If we talk about similarities between pieces, I would distinguish between two different aspects.
From a purely musical perspective, meaning harmony and melody, it is actually more likely for similarities to emerge over time rather than within the same period. When you develop a certain awareness in your musical language, it naturally creates a kind of continuity, almost like a diary of melodic and harmonic ideas that evolves over the years.
On the other hand, pieces written within the same timeframe may resemble each other more from a sound design perspective. For example, if you are exploring a particular instrument, a specific synthesizer, a new effect, or even a certain way of miking the piano, these elements can shape the sonic identity of multiple pieces. Even choices like register or tonality can be influenced by those explorations.
So, if there is a form of resemblance within the same period, it is more likely to emerge from the sound and the tools being used, rather than from the underlying musical writing itself.
The release opens with a piece called “Repetition,” which called to mind a sentence by Ryoko Sekiguchi: “Time doesn’t pass, it returns.” How do you see that yourself – and how do you use repetition and variation in your work?
I see repetition as a beautiful form of communication, where the reiteration of an idea actually allows that idea to emerge more clearly.
The presence of a pattern becomes almost a kind of subtle game with rationality, with perception, with the listener’s intelligence. It invites a process of recognition, almost like solving a riddle.
This is what I find particularly compelling about minimalism. An idea is explored, listened to, gradually exhausted, then transformed, and the cycle begins again.
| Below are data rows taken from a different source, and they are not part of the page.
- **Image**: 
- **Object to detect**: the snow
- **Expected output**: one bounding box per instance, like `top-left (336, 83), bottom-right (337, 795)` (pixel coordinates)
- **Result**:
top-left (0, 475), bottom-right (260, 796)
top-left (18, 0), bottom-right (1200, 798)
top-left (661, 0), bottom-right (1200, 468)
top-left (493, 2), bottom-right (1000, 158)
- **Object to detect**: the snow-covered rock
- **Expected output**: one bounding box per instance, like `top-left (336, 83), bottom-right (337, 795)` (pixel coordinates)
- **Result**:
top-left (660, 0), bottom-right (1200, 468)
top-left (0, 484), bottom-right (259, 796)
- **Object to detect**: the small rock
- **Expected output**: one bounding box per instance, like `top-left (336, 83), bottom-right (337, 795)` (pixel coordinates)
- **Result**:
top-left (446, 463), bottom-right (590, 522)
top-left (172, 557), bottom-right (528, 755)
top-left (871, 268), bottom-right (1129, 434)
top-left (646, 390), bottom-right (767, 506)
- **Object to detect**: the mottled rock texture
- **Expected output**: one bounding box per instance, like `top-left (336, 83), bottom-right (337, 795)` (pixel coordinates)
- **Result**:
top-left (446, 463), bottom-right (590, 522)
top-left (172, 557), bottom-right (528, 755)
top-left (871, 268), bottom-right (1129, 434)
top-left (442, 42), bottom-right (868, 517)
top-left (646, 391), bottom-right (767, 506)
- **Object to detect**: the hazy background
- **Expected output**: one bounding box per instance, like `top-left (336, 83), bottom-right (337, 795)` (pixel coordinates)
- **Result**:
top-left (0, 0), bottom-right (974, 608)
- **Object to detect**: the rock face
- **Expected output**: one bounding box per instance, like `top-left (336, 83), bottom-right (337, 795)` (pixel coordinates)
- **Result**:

Since one part of the project seems to have been to use music to capture specific moments in time – how do you see the relationship between the moment and the music created in it? Quite often, sad music gets written in happy times of an artist's life and vice versa, so it seems like a complex relationship.
I agree that it is a complex relationship, and I would even extend it beyond the idea of writing sad music in happy times, or happy music in sad ones, as a way of balancing or compensating.
For me, it also involves the relationship with instruments. My work moves between acoustic instruments, like the piano, and more electronic forms of production, and I often experience this dialogue between emotional states and sound through them.
For instance, I might be drawn to more experimental electronic instruments during a more rational phase, while in a more instinctive or emotional moment I might turn to something structurally more defined, like the piano. In this sense, the contrast or interplay between different emotional states becomes symbiotic with the choice of instruments.
So yes, I would definitely describe this relationship as complex, but also deeply fascinating.